By: Shelley Nelson, Superior Telegram
The Douglas County Board on Thursday decided it would move ahead with design and bidding to finish building out the Government Center to provide space for two state agencies.
The board went into closed session to discuss the nature of the county’s negotiations with the state before voting to move ahead with plans to move the state’s probation and parole, and public defender’s offices in Superior into space once designated for a third courtroom.
The decision came after the Department of Corrections’ probation and parole division approached the county about leasing the unfinished space in the second floor of the jail.
“We’re not happy with the services we receive,” Jared Hoy, parole field supervisor, said concerning space currently leased in downtown Superior.
From a practical standpoint, he said, being located in the Government Center would offer the agency a number of efficiencies including reducing the number of trips agents have to make from the downtown location to the courthouse and improving agent and public safety by having law enforcement personnel readily available if a client becomes violent. Hoy estimates 95 percent of the work conducted by the agency is done in the courthouse.
The cost of finishing the space in the Government Center is expected to cost about $500,000 paid over the next 10 years.

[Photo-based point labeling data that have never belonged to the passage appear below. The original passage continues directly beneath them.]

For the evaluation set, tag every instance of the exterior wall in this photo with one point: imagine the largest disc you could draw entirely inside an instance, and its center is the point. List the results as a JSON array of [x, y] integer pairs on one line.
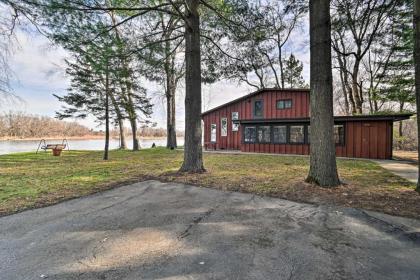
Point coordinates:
[[300, 109], [363, 139]]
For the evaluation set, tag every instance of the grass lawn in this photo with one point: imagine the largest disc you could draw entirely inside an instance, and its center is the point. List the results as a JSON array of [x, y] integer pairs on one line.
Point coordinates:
[[28, 180]]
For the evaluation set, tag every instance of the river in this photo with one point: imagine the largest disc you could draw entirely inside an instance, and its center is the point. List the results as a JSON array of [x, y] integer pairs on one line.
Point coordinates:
[[9, 147]]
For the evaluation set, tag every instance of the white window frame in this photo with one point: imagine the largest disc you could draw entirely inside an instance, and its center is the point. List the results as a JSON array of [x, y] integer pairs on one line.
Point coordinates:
[[223, 127], [213, 133], [235, 116]]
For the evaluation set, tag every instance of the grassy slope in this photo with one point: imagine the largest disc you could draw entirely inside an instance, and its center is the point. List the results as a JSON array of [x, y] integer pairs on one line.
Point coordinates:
[[28, 180]]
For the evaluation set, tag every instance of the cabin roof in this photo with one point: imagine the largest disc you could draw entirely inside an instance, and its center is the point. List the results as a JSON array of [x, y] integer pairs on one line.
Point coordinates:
[[390, 117], [253, 94]]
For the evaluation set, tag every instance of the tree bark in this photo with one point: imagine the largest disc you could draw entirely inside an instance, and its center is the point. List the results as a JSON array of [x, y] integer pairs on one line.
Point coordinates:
[[133, 123], [123, 142], [355, 87], [417, 72], [106, 115], [193, 153], [170, 119], [323, 166], [170, 97], [120, 119]]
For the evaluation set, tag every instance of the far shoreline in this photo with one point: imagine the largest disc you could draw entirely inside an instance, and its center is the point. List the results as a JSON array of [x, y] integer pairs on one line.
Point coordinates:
[[87, 137]]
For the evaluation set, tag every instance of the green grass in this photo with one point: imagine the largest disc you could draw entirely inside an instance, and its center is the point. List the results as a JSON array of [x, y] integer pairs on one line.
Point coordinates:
[[28, 180]]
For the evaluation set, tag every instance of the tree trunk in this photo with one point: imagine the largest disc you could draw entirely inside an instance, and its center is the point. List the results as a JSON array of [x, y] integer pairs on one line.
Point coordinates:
[[400, 125], [417, 72], [323, 166], [123, 143], [106, 115], [170, 96], [355, 88], [133, 123], [170, 120], [281, 62], [193, 153]]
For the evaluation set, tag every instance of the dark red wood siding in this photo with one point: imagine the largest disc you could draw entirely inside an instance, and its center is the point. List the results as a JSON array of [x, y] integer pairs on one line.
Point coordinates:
[[300, 109], [363, 139]]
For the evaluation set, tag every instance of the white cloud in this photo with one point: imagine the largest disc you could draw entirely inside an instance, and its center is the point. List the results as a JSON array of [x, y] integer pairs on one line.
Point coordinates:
[[39, 72]]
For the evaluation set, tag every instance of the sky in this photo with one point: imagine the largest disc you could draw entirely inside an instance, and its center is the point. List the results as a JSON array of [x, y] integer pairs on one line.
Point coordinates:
[[39, 72]]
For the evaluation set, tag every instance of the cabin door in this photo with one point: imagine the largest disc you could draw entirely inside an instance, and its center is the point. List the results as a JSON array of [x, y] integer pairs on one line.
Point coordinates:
[[366, 140], [223, 133]]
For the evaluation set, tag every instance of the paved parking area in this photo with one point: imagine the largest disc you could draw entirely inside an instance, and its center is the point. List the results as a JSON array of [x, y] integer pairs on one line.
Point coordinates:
[[154, 230], [405, 169]]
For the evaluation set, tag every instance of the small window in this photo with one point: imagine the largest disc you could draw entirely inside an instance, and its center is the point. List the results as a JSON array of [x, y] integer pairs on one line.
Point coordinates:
[[264, 134], [280, 134], [258, 108], [284, 104], [223, 127], [308, 137], [250, 133], [339, 134], [235, 117], [297, 134], [213, 131]]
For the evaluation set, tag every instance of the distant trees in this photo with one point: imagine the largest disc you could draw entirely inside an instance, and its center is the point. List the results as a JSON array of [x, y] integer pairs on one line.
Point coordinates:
[[257, 47], [293, 73], [323, 166], [416, 54], [21, 125], [368, 39]]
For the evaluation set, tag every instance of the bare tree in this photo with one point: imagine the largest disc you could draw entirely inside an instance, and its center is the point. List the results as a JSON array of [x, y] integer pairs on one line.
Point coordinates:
[[357, 24], [323, 166], [417, 73]]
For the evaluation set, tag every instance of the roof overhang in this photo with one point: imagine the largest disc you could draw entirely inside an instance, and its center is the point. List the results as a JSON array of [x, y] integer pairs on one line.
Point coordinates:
[[253, 94], [393, 118]]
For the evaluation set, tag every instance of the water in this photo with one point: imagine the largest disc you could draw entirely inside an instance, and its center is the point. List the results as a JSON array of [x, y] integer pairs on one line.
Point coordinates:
[[9, 147]]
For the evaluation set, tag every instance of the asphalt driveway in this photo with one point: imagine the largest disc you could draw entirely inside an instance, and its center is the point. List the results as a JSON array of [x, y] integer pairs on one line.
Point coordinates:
[[153, 230]]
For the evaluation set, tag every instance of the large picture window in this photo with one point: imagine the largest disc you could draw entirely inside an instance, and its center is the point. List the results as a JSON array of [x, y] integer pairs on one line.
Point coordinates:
[[250, 134], [213, 131], [280, 134], [284, 104], [223, 127], [258, 108], [297, 134], [264, 134], [339, 134]]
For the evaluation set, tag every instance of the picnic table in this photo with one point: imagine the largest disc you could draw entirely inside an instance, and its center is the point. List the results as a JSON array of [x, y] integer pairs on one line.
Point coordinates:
[[56, 148]]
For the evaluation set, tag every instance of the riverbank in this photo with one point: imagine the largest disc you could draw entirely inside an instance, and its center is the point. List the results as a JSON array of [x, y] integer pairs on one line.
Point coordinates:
[[85, 137], [28, 180]]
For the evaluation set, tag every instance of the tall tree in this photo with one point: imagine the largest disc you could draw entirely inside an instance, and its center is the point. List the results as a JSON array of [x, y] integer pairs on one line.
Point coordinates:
[[193, 155], [323, 166], [293, 72], [258, 45], [417, 74], [356, 25]]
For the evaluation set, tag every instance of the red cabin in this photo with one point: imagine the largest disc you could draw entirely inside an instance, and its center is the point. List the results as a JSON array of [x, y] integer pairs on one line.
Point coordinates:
[[277, 121]]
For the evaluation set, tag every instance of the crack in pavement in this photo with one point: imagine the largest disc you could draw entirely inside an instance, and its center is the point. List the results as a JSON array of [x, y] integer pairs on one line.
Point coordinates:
[[195, 221]]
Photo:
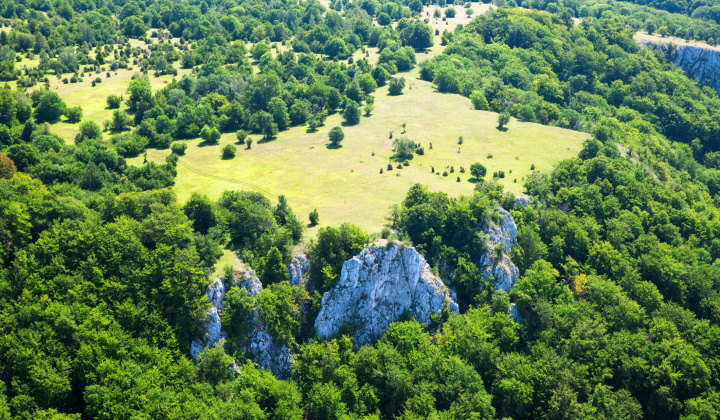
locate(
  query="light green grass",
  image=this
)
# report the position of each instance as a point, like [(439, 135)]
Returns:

According to County Administrator Steve Koszarek, the state would agree to a 10-year lease. Probation and parole previously leased space in the courthouse and relocated offsite when the county remodeled the courthouse, leaving the agency without space, he said.
Tim Sauter, who owns the building with Blair Mahan where probation and parole is currently located, said they had been told it would take an act of the Legislature to get a 10-year lease with a state agency.
Mahan said if they had known the current lease would only last five years, they would have never redeveloped the space the agency utilizes now above Superior Stove Works. The two spent a “substantial sum” to remodel the space to accommodate growth if the agency needed it.
Currently, Mahan and Sauter have 5,800 square feet available for the agency to use after other tenants vacated the building’s second floor.
The county is planning to seek design and bids to finish the entire 7,800 square feet of unfinished space, which would include about 5,000 square feet for probation and parole, 1,400 square feet for the public defenders offices and 1,400 square feet for meeting and jury selection space. They’ll also seek a breakout to determine what individual components of the project would cost, giving supervisors the option of only finishing the space for the state agencies.
The nature of the county’s negotiations with the state remains unknown to the public, but Supervisor Tom Stewart said it sounded like it was in the county’s best interest to move ahead with the project.